Waveforms and End-to-End Efficiency in RF Wireless Power Transfer Using Digital Radio Transmitter

Nachiket Ayir, Taneli Riihonen, Markus Allén, Marcelo Fabián Trujillo Fierro

We study radio-frequency (RF) wireless power transfer (WPT) using a digital radio transmitter for applications where alternative analog transmit circuits are impractical. An important paramter for assessing the viability of an RF WPT system is its end-to-end efficiency. In this regard, we present a prototype test-bed comprising a software-defined radio (SDR) transmitter and an energy harvesting receiver with a low resistive load; employing an SDR makes our research meaningful for simultaneous wireless information and power transfer (SWIPT). We analyze the effect of clipping and non-linear amplification at the SDR on multisine waveforms. Our experiments suggest that when the DC input power at the transmitter is constant, high peak-to-average power ratio (PAPR) multisine are unsuitable for RF WPT over a flat-fading channel, due to their low average radiated power. The results indicate that the end-to-end efficiency is positively correlated to the average RF power of the waveform, and that it reduces with increasing PAPR. Consequently, digital modulations such as phase-shift keying (PSK) and quadrature amplitude modeulation (QAM) yield better end-to-end efficiency than multisines. Moreover, the end-to-end efficiency of PSK and QAM signals is invariant of the transmission bit rate. An in-depth analysis of the end-to-end efficiency of WPT reveals that the transmitter efficiency is lower than the receiver efficiency.

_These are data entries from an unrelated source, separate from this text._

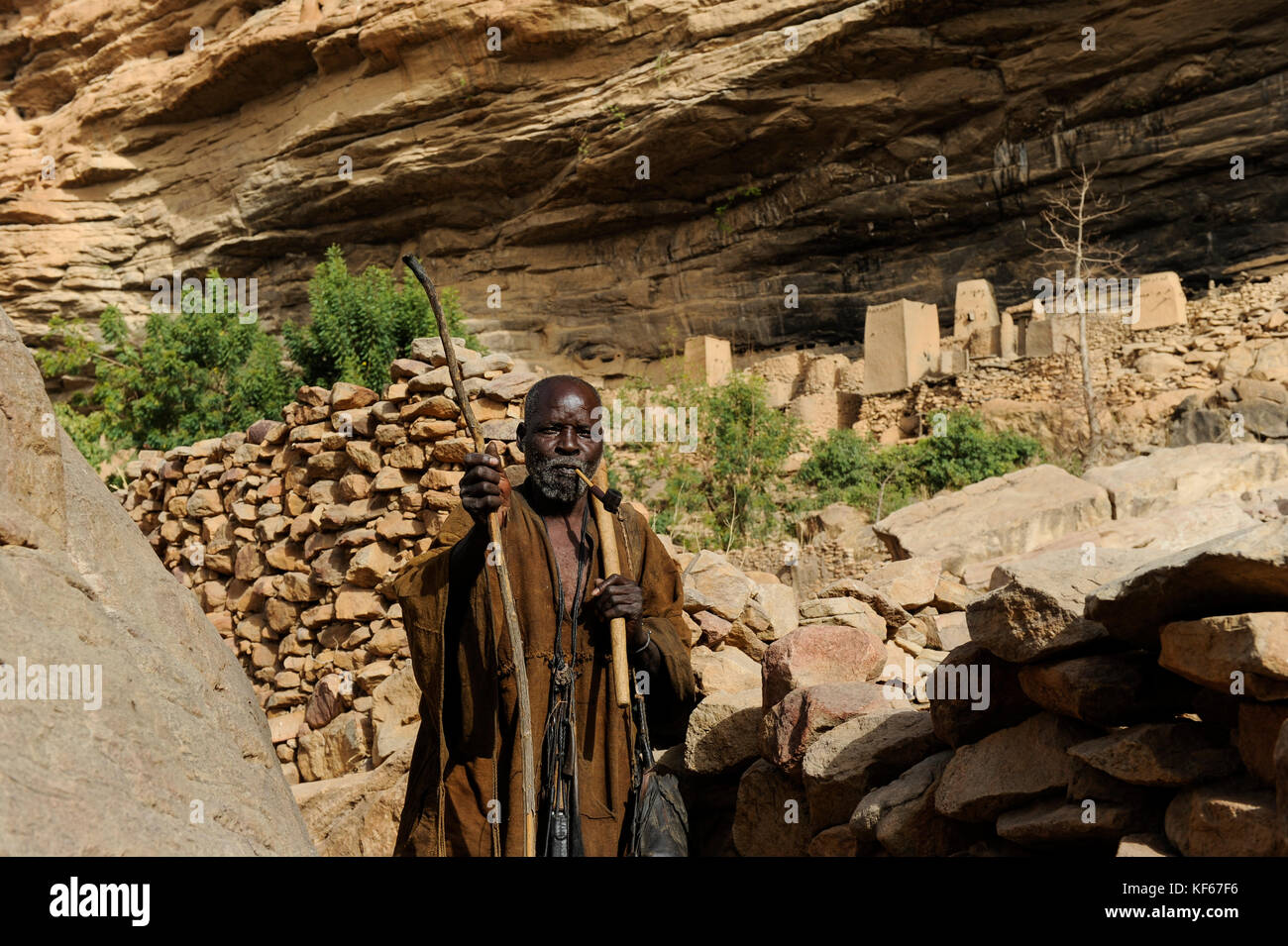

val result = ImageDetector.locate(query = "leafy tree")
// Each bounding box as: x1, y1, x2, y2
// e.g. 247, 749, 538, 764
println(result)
35, 270, 299, 465
613, 374, 802, 550
282, 245, 482, 391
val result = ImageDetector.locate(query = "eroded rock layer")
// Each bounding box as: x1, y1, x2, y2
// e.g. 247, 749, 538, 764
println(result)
0, 0, 1288, 374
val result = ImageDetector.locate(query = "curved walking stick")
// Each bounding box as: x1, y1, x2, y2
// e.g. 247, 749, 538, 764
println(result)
403, 254, 537, 857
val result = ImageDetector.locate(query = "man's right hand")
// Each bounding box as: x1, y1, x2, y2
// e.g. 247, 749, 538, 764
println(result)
460, 453, 510, 524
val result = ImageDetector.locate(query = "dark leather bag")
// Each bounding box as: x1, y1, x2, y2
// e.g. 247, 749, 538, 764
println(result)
625, 693, 690, 857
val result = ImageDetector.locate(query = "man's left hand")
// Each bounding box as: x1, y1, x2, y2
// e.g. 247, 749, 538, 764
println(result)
590, 576, 648, 648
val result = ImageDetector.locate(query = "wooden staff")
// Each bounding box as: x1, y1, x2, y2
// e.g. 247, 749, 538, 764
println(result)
577, 462, 631, 706
403, 254, 537, 857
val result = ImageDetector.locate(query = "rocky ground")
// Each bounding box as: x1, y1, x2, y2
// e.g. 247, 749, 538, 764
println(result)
113, 320, 1288, 856
0, 0, 1288, 377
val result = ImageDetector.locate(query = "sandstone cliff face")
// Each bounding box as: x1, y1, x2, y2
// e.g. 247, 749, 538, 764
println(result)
0, 0, 1288, 374
0, 303, 313, 856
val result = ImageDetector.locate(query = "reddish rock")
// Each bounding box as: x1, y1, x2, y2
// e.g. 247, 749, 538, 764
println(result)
761, 624, 886, 710
761, 683, 912, 779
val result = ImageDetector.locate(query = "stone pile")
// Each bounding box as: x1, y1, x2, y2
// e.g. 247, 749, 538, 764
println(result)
124, 339, 538, 783
710, 509, 1288, 856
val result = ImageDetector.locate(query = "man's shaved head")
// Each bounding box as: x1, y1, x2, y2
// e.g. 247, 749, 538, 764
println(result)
523, 374, 600, 421
519, 374, 604, 503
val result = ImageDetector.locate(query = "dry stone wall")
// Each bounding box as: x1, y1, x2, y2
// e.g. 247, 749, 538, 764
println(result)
690, 444, 1288, 857
124, 339, 538, 783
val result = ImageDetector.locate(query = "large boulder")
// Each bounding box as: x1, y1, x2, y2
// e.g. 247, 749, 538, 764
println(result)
291, 745, 412, 857
802, 709, 944, 831
965, 496, 1251, 586
763, 683, 912, 778
733, 760, 816, 857
935, 713, 1096, 821
1085, 520, 1288, 648
966, 549, 1147, 663
684, 686, 764, 775
1083, 442, 1288, 519
1020, 650, 1194, 726
864, 558, 943, 611
684, 550, 755, 620
690, 645, 760, 696
1158, 611, 1288, 700
872, 464, 1113, 577
997, 798, 1162, 851
0, 311, 313, 857
926, 641, 1039, 747
1069, 719, 1239, 787
371, 663, 420, 766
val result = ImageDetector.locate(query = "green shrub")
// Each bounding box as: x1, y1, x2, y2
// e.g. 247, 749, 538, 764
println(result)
605, 374, 802, 549
282, 246, 482, 391
798, 410, 1043, 519
35, 270, 299, 468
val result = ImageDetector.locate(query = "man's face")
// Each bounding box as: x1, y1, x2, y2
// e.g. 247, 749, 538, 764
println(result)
519, 381, 604, 503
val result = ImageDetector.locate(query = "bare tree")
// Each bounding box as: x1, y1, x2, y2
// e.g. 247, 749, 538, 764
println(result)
1029, 164, 1134, 464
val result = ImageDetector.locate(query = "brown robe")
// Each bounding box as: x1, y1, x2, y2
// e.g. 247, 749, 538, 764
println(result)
394, 484, 695, 857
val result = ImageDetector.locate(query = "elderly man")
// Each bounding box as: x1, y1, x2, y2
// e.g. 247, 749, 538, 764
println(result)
395, 374, 693, 856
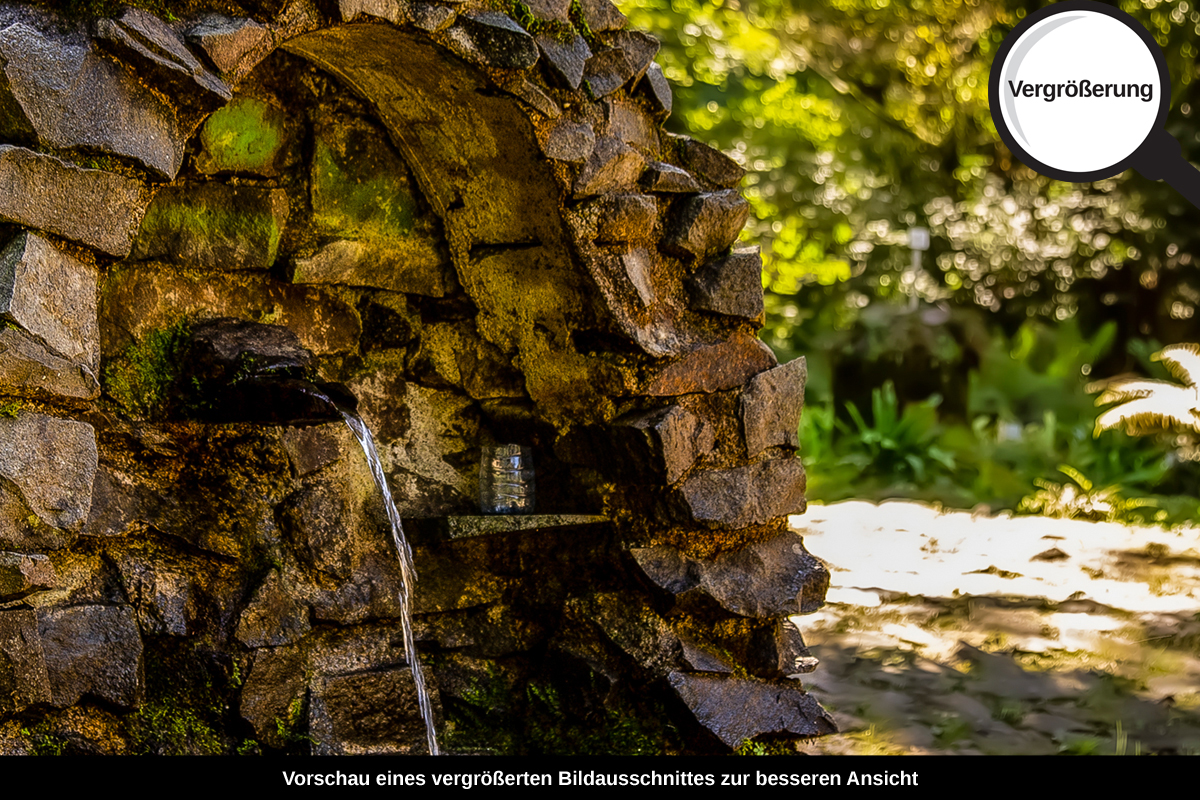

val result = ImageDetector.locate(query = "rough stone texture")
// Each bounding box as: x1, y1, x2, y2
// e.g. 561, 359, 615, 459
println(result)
0, 609, 52, 714
37, 606, 143, 708
667, 133, 745, 188
239, 648, 308, 747
308, 666, 428, 756
526, 0, 571, 23
642, 161, 700, 194
0, 6, 186, 178
187, 14, 271, 78
133, 182, 289, 270
448, 11, 538, 70
616, 405, 715, 485
236, 570, 312, 648
688, 247, 763, 320
101, 262, 362, 355
0, 552, 58, 603
0, 233, 100, 397
607, 30, 660, 83
664, 190, 750, 260
575, 136, 646, 197
604, 247, 655, 313
643, 335, 775, 397
193, 97, 296, 178
670, 672, 838, 747
337, 0, 407, 24
638, 64, 674, 120
92, 8, 233, 113
292, 236, 452, 297
0, 144, 149, 255
538, 119, 596, 162
596, 194, 659, 243
742, 357, 809, 458
0, 411, 97, 551
583, 47, 635, 98
534, 34, 592, 89
580, 0, 625, 32
631, 533, 829, 618
604, 100, 662, 158
679, 458, 806, 529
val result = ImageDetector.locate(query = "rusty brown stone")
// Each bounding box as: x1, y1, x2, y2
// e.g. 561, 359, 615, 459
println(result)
643, 333, 775, 397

Furthermore, we study the impact of a reflecting surface on the end-to-end efficiency of WPT, and assess the transmission quality of the information signals by evaluating their error vector magnitude (EVM) for SWIPT. Overall, the experimental observations of end-to-end efficiency and EVM suggest that, while employing an SDR transmitter with fixed DC input power, a baseband quadrature PSK signal is most suitable for SWIPT at large, among PSK and QAM signals.